Practice Financing by Growth Stage 2026

A stage-based 2026 hub for practice financing: match startup, working capital, acquisition, or expansion funding to your borrower profile.

If you are starting from zero, use the startup capital guide; if you are buying an existing clinic, use acquisition financing. If you already have a practice and need cash for payroll, billing, equipment, or a second site, pick the link below that matches your stage and borrower profile.

Key differences

The fastest way to choose a path is to match the loan to the stage of the practice. Startup deals are about opening-day survival: deposits, buildout, licenses, and initial payroll. Growth-stage deals are about filling gaps: a used scanner, a therapy room buildout, or working capital for uneven reimbursements. Acquisition and expansion deals are about proving the debt fits the cash flow after close, which is why lenders look harder at deposits, tax returns, and debt service.

Stage Best fit Typical lender lens
Startup New solo or group practice Credit, cash injection, lease terms, opening budget
Year 1-2 Working capital or equipment Bank statements, revenue trend, asset use, repayment capacity
Acquisition ready Buy a going concern DSCR, historical collections, borrower experience, close timeline
Multi-location Second site or consolidation Existing margins, staffing plan, post-close leverage

A practical cutoff in 2026 is whether you can support underwriting without stretching the numbers. SBA 7(a) pricing is still the lower-cost benchmark for larger requests, with a typical 8-11% APR range, up to $5,000,000, and terms as long as 84 months. That matters most when you are buying revenue, not just equipment. Lenders usually want at least 640+ FICO, about 24 months in business for a standard SBA 7(a) file, and a 1.25x debt service coverage ratio. They also often review 2-6 months of bank statements, which is where irregular deposits or heavy owner transfers can slow a file down.

If you are earlier than that, equipment financing and working capital are usually the cleaner split. Equipment loans in 2026 commonly run 12-16% APR over 5-7 years, with 15-25% down if the file is strong. Working capital is faster to use but more expensive, often 18-22% APR, so it fits a short bridge, not a long-lived purchase.
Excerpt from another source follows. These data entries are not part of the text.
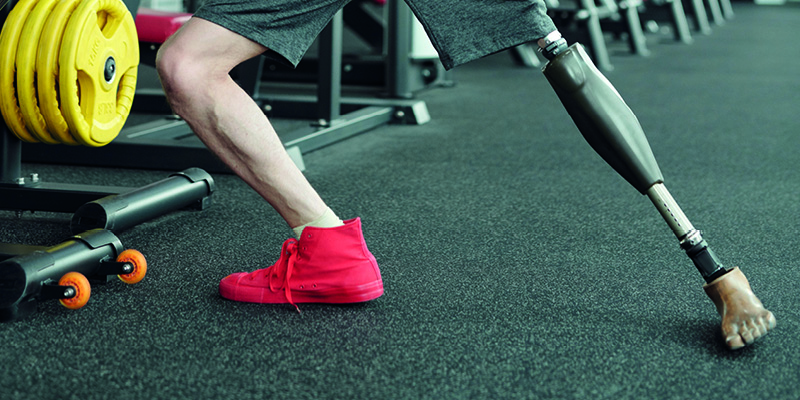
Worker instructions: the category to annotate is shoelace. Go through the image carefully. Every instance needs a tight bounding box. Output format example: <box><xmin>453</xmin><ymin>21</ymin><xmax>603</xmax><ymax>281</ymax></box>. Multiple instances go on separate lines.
<box><xmin>267</xmin><ymin>239</ymin><xmax>300</xmax><ymax>313</ymax></box>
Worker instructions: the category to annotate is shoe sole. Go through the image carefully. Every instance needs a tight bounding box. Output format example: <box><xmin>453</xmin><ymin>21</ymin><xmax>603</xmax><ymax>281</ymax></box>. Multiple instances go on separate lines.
<box><xmin>219</xmin><ymin>281</ymin><xmax>383</xmax><ymax>304</ymax></box>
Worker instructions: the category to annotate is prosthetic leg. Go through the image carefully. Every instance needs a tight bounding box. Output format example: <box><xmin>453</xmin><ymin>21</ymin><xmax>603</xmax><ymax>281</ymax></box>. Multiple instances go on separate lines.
<box><xmin>541</xmin><ymin>31</ymin><xmax>775</xmax><ymax>349</ymax></box>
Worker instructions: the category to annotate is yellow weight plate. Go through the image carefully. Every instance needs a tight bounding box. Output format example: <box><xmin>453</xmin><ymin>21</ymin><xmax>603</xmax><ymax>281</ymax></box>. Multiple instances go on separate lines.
<box><xmin>0</xmin><ymin>0</ymin><xmax>38</xmax><ymax>143</ymax></box>
<box><xmin>59</xmin><ymin>0</ymin><xmax>139</xmax><ymax>147</ymax></box>
<box><xmin>36</xmin><ymin>0</ymin><xmax>80</xmax><ymax>145</ymax></box>
<box><xmin>17</xmin><ymin>0</ymin><xmax>61</xmax><ymax>144</ymax></box>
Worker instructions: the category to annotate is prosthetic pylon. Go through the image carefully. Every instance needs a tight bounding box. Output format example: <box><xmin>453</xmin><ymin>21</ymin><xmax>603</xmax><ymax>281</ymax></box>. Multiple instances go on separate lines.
<box><xmin>542</xmin><ymin>36</ymin><xmax>775</xmax><ymax>348</ymax></box>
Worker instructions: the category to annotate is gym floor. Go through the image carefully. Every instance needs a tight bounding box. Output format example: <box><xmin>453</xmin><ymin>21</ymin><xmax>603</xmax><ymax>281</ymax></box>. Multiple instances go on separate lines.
<box><xmin>0</xmin><ymin>3</ymin><xmax>800</xmax><ymax>400</ymax></box>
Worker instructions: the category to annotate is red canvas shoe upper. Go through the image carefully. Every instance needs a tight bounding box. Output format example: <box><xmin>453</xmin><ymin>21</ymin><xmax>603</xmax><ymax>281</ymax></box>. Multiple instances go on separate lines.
<box><xmin>219</xmin><ymin>218</ymin><xmax>383</xmax><ymax>307</ymax></box>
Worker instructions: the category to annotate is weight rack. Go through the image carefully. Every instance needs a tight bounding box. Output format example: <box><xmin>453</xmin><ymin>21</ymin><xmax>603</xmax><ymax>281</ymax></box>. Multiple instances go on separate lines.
<box><xmin>18</xmin><ymin>0</ymin><xmax>430</xmax><ymax>173</ymax></box>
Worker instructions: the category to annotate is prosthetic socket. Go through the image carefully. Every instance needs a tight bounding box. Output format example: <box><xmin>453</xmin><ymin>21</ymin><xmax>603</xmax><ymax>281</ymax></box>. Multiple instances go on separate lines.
<box><xmin>542</xmin><ymin>40</ymin><xmax>727</xmax><ymax>282</ymax></box>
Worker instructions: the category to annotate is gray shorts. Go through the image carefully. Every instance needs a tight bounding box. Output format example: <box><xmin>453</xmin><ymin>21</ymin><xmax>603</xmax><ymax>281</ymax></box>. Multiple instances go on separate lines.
<box><xmin>195</xmin><ymin>0</ymin><xmax>556</xmax><ymax>69</ymax></box>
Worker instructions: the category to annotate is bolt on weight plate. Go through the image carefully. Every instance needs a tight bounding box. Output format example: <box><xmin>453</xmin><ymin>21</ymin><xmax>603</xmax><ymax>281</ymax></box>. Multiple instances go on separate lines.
<box><xmin>59</xmin><ymin>0</ymin><xmax>139</xmax><ymax>147</ymax></box>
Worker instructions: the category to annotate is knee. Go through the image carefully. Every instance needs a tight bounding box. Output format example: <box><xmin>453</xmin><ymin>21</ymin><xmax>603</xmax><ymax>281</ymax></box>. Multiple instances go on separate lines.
<box><xmin>156</xmin><ymin>42</ymin><xmax>199</xmax><ymax>100</ymax></box>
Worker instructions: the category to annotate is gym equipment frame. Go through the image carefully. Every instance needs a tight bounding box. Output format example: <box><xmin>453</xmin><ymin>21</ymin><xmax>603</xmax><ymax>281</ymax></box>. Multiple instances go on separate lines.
<box><xmin>24</xmin><ymin>0</ymin><xmax>430</xmax><ymax>173</ymax></box>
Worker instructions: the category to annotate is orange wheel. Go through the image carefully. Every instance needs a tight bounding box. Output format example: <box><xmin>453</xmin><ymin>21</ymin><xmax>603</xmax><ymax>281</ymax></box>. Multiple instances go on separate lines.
<box><xmin>117</xmin><ymin>249</ymin><xmax>147</xmax><ymax>284</ymax></box>
<box><xmin>58</xmin><ymin>272</ymin><xmax>92</xmax><ymax>310</ymax></box>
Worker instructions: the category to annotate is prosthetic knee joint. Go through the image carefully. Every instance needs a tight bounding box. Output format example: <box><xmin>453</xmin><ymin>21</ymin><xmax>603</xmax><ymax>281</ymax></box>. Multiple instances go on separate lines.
<box><xmin>540</xmin><ymin>31</ymin><xmax>727</xmax><ymax>282</ymax></box>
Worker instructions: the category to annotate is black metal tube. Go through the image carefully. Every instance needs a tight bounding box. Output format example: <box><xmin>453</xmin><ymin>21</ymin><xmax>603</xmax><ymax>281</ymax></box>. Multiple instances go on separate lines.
<box><xmin>70</xmin><ymin>168</ymin><xmax>214</xmax><ymax>232</ymax></box>
<box><xmin>0</xmin><ymin>229</ymin><xmax>122</xmax><ymax>309</ymax></box>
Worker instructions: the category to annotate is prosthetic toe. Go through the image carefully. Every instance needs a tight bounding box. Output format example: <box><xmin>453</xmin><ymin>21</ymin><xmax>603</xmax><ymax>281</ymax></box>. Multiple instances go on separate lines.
<box><xmin>219</xmin><ymin>218</ymin><xmax>383</xmax><ymax>307</ymax></box>
<box><xmin>703</xmin><ymin>268</ymin><xmax>775</xmax><ymax>349</ymax></box>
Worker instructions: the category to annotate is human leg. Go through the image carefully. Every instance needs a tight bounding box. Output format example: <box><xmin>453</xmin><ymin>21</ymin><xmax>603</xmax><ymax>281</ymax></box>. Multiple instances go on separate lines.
<box><xmin>156</xmin><ymin>18</ymin><xmax>327</xmax><ymax>228</ymax></box>
<box><xmin>156</xmin><ymin>12</ymin><xmax>383</xmax><ymax>304</ymax></box>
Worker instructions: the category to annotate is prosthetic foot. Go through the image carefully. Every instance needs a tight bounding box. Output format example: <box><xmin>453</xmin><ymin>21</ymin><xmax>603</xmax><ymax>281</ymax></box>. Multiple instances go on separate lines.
<box><xmin>539</xmin><ymin>31</ymin><xmax>775</xmax><ymax>349</ymax></box>
<box><xmin>703</xmin><ymin>268</ymin><xmax>775</xmax><ymax>349</ymax></box>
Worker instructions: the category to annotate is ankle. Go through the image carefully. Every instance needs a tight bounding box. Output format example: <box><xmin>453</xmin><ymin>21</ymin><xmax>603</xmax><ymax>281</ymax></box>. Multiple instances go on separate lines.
<box><xmin>292</xmin><ymin>207</ymin><xmax>344</xmax><ymax>239</ymax></box>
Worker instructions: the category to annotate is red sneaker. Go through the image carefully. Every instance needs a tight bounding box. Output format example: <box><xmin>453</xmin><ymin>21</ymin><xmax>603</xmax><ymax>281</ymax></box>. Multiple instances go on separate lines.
<box><xmin>219</xmin><ymin>218</ymin><xmax>383</xmax><ymax>311</ymax></box>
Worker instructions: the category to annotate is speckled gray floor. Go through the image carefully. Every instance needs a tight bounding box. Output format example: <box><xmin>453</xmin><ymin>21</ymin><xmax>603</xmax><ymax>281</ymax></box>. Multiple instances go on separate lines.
<box><xmin>0</xmin><ymin>3</ymin><xmax>800</xmax><ymax>399</ymax></box>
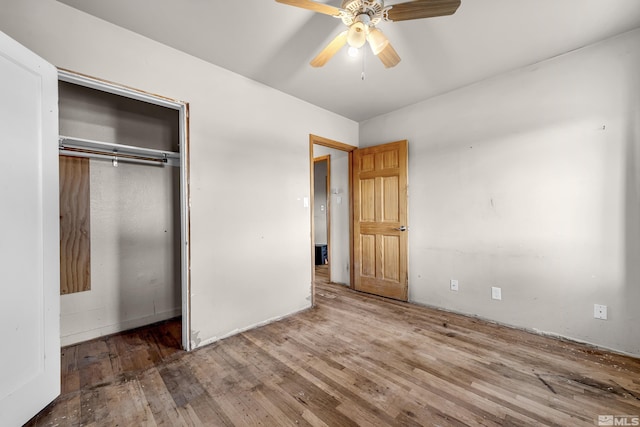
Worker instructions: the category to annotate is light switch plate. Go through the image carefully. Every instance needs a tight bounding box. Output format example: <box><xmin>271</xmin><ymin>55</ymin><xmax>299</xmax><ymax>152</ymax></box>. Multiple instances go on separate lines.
<box><xmin>593</xmin><ymin>304</ymin><xmax>607</xmax><ymax>320</ymax></box>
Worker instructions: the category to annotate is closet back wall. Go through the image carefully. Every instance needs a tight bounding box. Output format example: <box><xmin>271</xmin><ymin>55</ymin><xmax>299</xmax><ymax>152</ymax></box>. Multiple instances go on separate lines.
<box><xmin>59</xmin><ymin>82</ymin><xmax>181</xmax><ymax>345</ymax></box>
That is why a neurodiverse founder opening a therapy clinic, med spa, or specialty office usually starts with the smallest loan that solves the immediate bottleneck, then moves up once deposits stabilize.
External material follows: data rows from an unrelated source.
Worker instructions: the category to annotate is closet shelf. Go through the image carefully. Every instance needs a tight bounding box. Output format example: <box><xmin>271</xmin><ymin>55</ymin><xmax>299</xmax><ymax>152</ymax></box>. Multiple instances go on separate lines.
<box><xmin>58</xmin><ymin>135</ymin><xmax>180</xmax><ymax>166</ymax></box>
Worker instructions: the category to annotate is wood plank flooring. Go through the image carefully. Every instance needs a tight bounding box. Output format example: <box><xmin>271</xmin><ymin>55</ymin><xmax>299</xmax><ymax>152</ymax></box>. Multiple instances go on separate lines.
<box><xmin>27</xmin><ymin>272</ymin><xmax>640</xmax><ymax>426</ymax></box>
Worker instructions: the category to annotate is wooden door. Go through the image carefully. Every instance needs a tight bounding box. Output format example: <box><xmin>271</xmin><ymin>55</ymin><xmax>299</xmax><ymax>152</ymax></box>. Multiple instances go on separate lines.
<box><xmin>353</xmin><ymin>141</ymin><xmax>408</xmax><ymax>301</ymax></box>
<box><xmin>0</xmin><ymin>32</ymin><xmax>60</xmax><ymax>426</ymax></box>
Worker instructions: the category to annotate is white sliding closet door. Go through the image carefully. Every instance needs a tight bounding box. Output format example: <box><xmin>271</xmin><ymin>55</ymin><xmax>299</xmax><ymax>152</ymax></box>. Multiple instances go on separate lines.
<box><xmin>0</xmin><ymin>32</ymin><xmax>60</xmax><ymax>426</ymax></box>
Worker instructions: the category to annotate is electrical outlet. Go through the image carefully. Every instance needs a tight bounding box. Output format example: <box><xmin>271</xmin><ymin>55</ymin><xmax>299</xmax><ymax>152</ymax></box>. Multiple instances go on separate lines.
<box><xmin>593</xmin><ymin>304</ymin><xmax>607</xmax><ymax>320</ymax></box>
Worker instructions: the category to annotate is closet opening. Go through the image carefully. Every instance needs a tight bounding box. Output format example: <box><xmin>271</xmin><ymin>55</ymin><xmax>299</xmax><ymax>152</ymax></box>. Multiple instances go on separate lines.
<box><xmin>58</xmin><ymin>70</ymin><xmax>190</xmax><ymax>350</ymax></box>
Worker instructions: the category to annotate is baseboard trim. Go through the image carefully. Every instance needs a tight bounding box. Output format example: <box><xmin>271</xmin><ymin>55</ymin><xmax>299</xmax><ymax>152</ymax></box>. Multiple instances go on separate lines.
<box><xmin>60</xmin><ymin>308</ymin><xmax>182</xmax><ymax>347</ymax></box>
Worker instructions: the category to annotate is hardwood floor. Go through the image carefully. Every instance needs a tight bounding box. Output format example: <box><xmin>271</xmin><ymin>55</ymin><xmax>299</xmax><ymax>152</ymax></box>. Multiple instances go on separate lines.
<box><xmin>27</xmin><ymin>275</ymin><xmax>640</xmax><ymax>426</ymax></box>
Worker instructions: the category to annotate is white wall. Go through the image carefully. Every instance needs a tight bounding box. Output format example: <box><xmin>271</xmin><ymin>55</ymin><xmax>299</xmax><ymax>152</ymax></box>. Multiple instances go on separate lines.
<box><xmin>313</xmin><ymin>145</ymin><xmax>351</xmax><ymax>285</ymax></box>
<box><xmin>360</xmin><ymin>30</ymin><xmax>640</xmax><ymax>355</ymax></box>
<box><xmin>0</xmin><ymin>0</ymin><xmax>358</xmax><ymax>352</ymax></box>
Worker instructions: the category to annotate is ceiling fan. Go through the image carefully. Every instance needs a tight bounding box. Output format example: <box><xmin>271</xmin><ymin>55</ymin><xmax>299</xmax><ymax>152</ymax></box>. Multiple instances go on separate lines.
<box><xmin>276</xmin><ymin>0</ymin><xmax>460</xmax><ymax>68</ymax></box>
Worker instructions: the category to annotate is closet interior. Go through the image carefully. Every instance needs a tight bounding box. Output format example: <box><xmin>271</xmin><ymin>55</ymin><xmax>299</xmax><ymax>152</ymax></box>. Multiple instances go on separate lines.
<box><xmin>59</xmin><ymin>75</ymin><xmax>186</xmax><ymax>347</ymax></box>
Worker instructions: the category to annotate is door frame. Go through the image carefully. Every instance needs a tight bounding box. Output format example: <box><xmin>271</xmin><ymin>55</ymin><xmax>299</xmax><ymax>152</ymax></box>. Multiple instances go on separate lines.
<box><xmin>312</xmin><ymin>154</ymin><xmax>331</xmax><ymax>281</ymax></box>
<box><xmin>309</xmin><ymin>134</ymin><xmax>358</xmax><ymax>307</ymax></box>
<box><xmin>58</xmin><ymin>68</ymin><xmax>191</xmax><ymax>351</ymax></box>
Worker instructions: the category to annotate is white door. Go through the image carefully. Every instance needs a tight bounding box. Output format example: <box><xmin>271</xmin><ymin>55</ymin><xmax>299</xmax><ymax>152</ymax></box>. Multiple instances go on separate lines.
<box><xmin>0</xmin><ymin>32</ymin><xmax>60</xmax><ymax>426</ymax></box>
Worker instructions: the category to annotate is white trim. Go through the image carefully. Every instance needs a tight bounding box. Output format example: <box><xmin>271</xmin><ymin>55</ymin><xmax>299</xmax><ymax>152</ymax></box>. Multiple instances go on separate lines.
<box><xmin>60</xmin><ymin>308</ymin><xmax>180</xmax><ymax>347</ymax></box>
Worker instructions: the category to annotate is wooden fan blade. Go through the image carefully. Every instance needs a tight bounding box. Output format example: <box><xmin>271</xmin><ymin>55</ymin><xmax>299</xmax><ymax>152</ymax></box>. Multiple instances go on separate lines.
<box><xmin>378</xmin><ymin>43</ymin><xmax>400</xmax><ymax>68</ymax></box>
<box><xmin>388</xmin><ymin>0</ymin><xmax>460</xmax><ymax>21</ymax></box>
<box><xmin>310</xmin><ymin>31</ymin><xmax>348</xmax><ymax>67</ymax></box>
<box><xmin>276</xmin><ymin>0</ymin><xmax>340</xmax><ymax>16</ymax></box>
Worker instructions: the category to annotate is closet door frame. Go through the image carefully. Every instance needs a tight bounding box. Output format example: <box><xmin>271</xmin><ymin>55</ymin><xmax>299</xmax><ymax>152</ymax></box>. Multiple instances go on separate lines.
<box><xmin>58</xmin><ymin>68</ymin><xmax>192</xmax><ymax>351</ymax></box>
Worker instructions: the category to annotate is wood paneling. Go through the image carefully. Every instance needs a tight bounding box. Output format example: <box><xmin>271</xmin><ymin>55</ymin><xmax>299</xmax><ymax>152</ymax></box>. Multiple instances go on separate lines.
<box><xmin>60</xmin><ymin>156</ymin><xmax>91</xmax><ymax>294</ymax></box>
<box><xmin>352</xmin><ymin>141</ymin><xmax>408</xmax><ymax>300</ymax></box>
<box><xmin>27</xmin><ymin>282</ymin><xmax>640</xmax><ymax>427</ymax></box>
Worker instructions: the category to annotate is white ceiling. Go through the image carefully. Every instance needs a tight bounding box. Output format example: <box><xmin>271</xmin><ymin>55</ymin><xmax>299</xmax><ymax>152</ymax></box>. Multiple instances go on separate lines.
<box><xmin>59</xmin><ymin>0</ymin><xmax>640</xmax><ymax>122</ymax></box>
One more filter: if your plan depends on buying equipment, tax treatment can matter as much as rate. The 2026 Section 179 deduction limit is $1,220,000, and loan-financed equipment can still qualify if IRS rules are met. That makes the equipment path more efficient for some clinics than a broad working capital draw. For a more specific acquisition-heavy route, the imaging center acquisition financing guide is the right sibling article when the deal is really about buying patients, staff, and an operating schedule rather than opening from scratch.
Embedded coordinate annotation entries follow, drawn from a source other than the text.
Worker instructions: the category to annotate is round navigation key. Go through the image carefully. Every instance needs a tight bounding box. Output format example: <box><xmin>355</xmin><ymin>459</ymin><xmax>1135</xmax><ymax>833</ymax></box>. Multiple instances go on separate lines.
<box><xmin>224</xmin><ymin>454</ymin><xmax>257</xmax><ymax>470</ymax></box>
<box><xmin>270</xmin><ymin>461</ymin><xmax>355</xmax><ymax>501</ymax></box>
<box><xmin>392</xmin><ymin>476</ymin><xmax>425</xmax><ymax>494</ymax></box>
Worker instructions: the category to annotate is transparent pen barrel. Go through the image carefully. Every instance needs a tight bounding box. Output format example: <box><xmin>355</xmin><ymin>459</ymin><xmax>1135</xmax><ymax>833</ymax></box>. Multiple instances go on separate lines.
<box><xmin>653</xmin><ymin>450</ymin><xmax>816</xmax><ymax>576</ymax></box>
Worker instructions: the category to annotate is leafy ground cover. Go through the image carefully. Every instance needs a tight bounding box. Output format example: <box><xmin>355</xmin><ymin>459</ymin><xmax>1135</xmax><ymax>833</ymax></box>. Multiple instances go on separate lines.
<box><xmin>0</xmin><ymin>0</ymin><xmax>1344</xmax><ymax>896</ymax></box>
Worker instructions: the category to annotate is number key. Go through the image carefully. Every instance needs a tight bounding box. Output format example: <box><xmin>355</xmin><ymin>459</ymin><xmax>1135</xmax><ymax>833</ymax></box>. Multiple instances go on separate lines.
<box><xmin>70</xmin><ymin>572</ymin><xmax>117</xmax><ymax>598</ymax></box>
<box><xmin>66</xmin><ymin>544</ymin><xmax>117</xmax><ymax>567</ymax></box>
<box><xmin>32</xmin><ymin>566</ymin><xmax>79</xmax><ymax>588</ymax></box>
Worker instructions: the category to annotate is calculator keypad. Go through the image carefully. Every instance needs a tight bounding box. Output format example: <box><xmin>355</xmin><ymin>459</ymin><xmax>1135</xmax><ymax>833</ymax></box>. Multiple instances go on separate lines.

Use the links below to move straight to the stage that fits your situation: startup launch, early growth, acquisition readiness, or multi-location expansion.

Frequently asked questions

Which financing fits a brand-new private practice in 2026?

If you do not have revenue yet, start with startup capital. Expect lenders to focus on your credit, cash injection, lease, equipment list, and opening-day runway more than historical cash flow.

How much do lenders usually want for equipment or working capital?

For equipment financing, 15-25% down is common, with 5-7 year terms and 12-16% APR. Working capital loans usually cost more, around 18-22% APR, so they fit short gaps, not long-term assets.

Can financed equipment still qualify for Section 179 in 2026?

Yes, if IRS rules are met. The 2026 Section 179 deduction limit is $1,220,000, so financed equipment can still be part of the tax plan even when you do not pay cash upfront.